Offline Speech Recognition

Introduction



Most businesses in the world try to reach their customers according to their culture to get customers more interact with the business. In that case, reaching the customers with their own language is an excellent method to deal with their customers. Therefore, recognizing the customer's indentation using their own language is very important. Therefore, Here, we’re mainly focusing on the “What is speech recognition?”, options we have to do speech recognition and speech recognition with English and Arabic languages. But we’ll provide enough guidance to switch to other languages easily.
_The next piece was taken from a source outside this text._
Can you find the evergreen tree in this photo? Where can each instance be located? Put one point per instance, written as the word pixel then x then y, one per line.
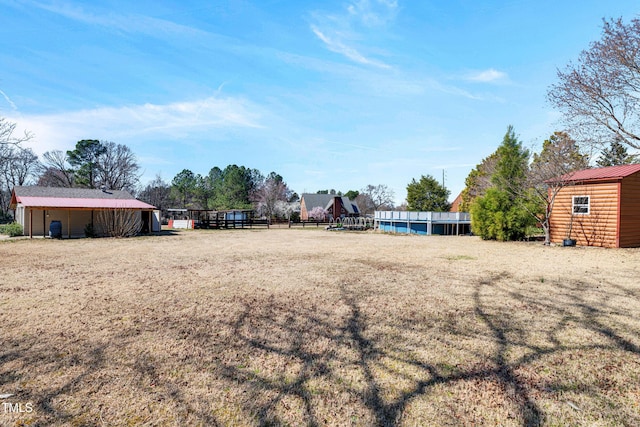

Natural Language Processing (NLP) is the core of speech recognition. It’s like teaching a language to a small child. We train a model on how to use language and say what the rules of the language are by providing sample data, and the model starts learning after that we can get predictions utilizing that model. NLP is a trending machine learning application that use in different areas to give a better experience to people in the world.

Let’s start with the content..!

Speech Recognition

Basically, lots of speech recognition services are available on the internet as online services. As an example,

( Documentation: Azure Speech Recognition, Google-speech-to-text ) can be considered as huge platforms where we can perform speech recognition, and there are very accurate when producing their predictions. But majorly some organizations are messed with the cost that they have to pay for these services, some organizations don't have cloud subscriptions, and some do not like to use cloud platforms as they do not like to share their business data with the third parties since there are more sensitive data in the business. At this point, organizations looking for applications that can run in offline mode, connecting our own model. However some cases it is not important whether it uses the internet or not.

Offline Speech Recognition

We are going to focus on offline speech recognition systems here widely. Here are some methods that we're going to demonstrate here.

  1. Mozilla DeepSpeech

  2. Arabic Speech Recognition with Klaam

  3. Vosk-API (developed using the Kaldi project)

Let's go through them one by one.

1. Mozilla DeepSpeech

Deepspeech is an open-source Speech-to-Text engine. It is the easiest way to do speech recognition using TensorFlow. Tensorflow is a huge platform for performing Artificial Intelligence, Machine Learning, and Deep Learning operations in various ways developed by Google. Before using DeepSpeech we have to make sure that TensorFlow is properly installed on your machine. DeepSpeech Documentation.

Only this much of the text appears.